Horse Racing

Bloodlines: Northern Dancer’s Sprinting Lines Shine At Royal Ascot



Just in time for Father’s Day, freshman sire Ardad received the perfect gift when his son Perfect Power won the Group 2 Norfolk Stakes at Royal Ascot. A winner in two of his three starts, Perfect Power is the first stakes winner for his sire from a dozen winners so far.

Bred in Ireland by Tally Ho Stud, Perfect Power was a 16,000-guinea RNA at last season’s Tattersalls October yearling sale, and the colt returned as a 2-year-old in training at the 2021 Goffs UK breeze up and sold for 110,000 guineas to Blandford Bloodstock on behalf of Sheikh Rashid Dalmook al Maktoum.

The colt that Perfect Power beat a head to claim the Norfolk was Go Bears Go, a son of second-crop sire Kodi Bear, who is a son of Kodiac, like Ardad. Last year, Kodiac had four freshmen sire sons, and each sired a group-placed horse or group winner. This year, Ardad already has a group winner and a group-placed, after Vintage Clarets was third in the G2 Coventry Stakes at Royal Ascot.

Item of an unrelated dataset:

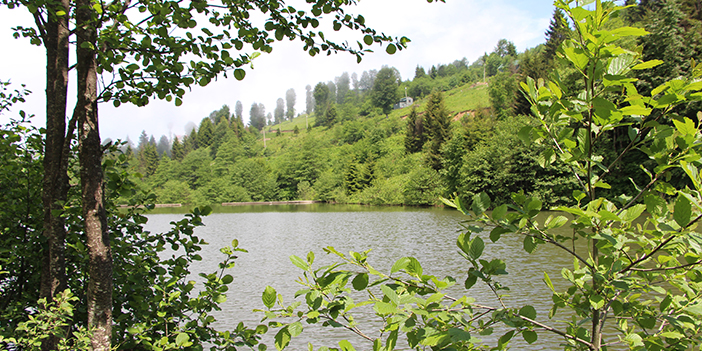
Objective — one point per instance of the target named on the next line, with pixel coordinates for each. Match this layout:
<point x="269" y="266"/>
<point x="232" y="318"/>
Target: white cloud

Ardad, like his son Perfect Power, was a pricey juvenile in training (cost 170,000 guineas) and became a winner at Royal Ascot with a victory in the listed Windsor Castle Stakes, then won the G2 Flying Childers Stakes at Doncaster. Rated 111 by Timeform at two, Ardad won three of his six starts as a juvenile but did not train on.

Sent to stud in 2018 at Overbury Stud in England, Ardad proved popular enough to have a first crop of 91 foals, and he is the current leading freshman sire in Europe by earnings and by number of winners. On that list, five of the top six have stud fees priced at 4,000 or 5,000 euros; Ardad’s stud fee for 2021? It was 4,000 euros.

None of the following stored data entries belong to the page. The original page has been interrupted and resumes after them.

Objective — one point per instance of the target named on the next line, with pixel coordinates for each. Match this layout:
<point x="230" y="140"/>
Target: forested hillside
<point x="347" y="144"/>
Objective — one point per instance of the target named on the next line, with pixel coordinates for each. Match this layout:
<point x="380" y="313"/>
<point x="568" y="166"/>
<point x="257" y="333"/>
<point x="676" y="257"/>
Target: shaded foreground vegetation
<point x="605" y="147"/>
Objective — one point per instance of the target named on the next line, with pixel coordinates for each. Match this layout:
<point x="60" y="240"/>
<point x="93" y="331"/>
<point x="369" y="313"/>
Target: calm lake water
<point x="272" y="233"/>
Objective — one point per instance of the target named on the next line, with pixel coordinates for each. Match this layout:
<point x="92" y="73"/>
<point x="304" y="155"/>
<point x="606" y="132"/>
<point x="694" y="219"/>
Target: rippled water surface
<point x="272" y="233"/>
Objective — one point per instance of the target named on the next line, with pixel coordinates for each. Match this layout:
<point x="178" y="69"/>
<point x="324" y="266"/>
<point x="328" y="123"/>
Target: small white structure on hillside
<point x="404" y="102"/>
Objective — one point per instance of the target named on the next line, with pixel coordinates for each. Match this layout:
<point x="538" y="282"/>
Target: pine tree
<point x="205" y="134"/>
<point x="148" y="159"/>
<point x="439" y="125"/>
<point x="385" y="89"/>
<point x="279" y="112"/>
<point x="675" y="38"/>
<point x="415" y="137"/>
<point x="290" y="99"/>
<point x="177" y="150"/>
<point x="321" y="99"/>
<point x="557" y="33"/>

That is history and to what degree depends on how well Perfect Power, Vintage Clarets, and some of the other winners from the sire finish out their first season.

The effect that Kodiac and his sons are having on European racing is evident. They are fast, athletic horses who come to hand early and naturally. The comment of Ardad’s trainer John Gosden is appropriate: “a strong, powerful and precocious colt with a great mind. He was an absolute pleasure to train and was a real Royal Ascot 2-year-old.”

Kodiac appears to be taking the legacy of his sire Danehill in a similar direction to some of that sire’s Australian sons, with speed and precocity being the key words there. And it is important that Europe has such a wide variety of racecourses and racing distances available because sires and their offspring who have a special preference have a likewise broad opportunity to race effectively and win.

This broad specialization and resulting segregation of sires, and sometimes of entire lines of sires, into stayers or sprinters was much more rigid a century ago in Europe and remained so for much of the 20th century until Vincent O’Brien began training American-pedigreed horses who appeared to have miler pedigrees but nonetheless could win classics and all-age events at middle distances.

As the Northern Dancer revolution swept up European racing and breeding, the old sprinting lines disappeared into the history books, but it is intriguing that the Northern Dancer line is the source of what appear to be the best “sprinting lines” in Europe through Danzig’s sons Danehill and Green Desert, as well as through juvenile highweight Try My Best (Acclamation and his sons, especially Dark Angel).

Certainly, Kodiac has been a major-league revelation at stud following a racing career that featured only one stakes-placing. The sire has been a black-type machine, siring 66 stakes winners to this point and another 75 stakes-placed horses. And, although the sire’s top colt, three-time G1 winner Best Solution, won a Caulfield Cup in Australia, Kodiac’s other G1 winners preferred the shorter side of eight furlongs.

Fairyland and Tiggy Wiggy won the G1 Cheveley Park; Hello Youmzain won the G1 Haydock Sprint Cup and Diamond Jubilee; and Campanelle won the G1 Prix Morny and then the Commonwealth Cup last week at Royal Ascot. Now one of the most popular sires in Europe, Kodiac stands for 65,000 euros at Tally Ho Stud in Ireland.

His is a line of serious speed horses who frequently want five furlongs, rather than six; their complement in the Northern Dancer set of sprint influences comes through Danzig’s son Green Desert, a sire of classic winners and top milers himself. He also sired Invincible Spirit, who also won a Haydock Sprint Cup and has become an important sire of speed, with a dash of classic inclination.

Both Invincible Spirit and Kodiac are out of the Prix de Diane winner Rafha (Kris); so, despite all our focus on male lines, should the actual credit for the most persistent expression of specialist sprinting form go to a classic-winning broodmare?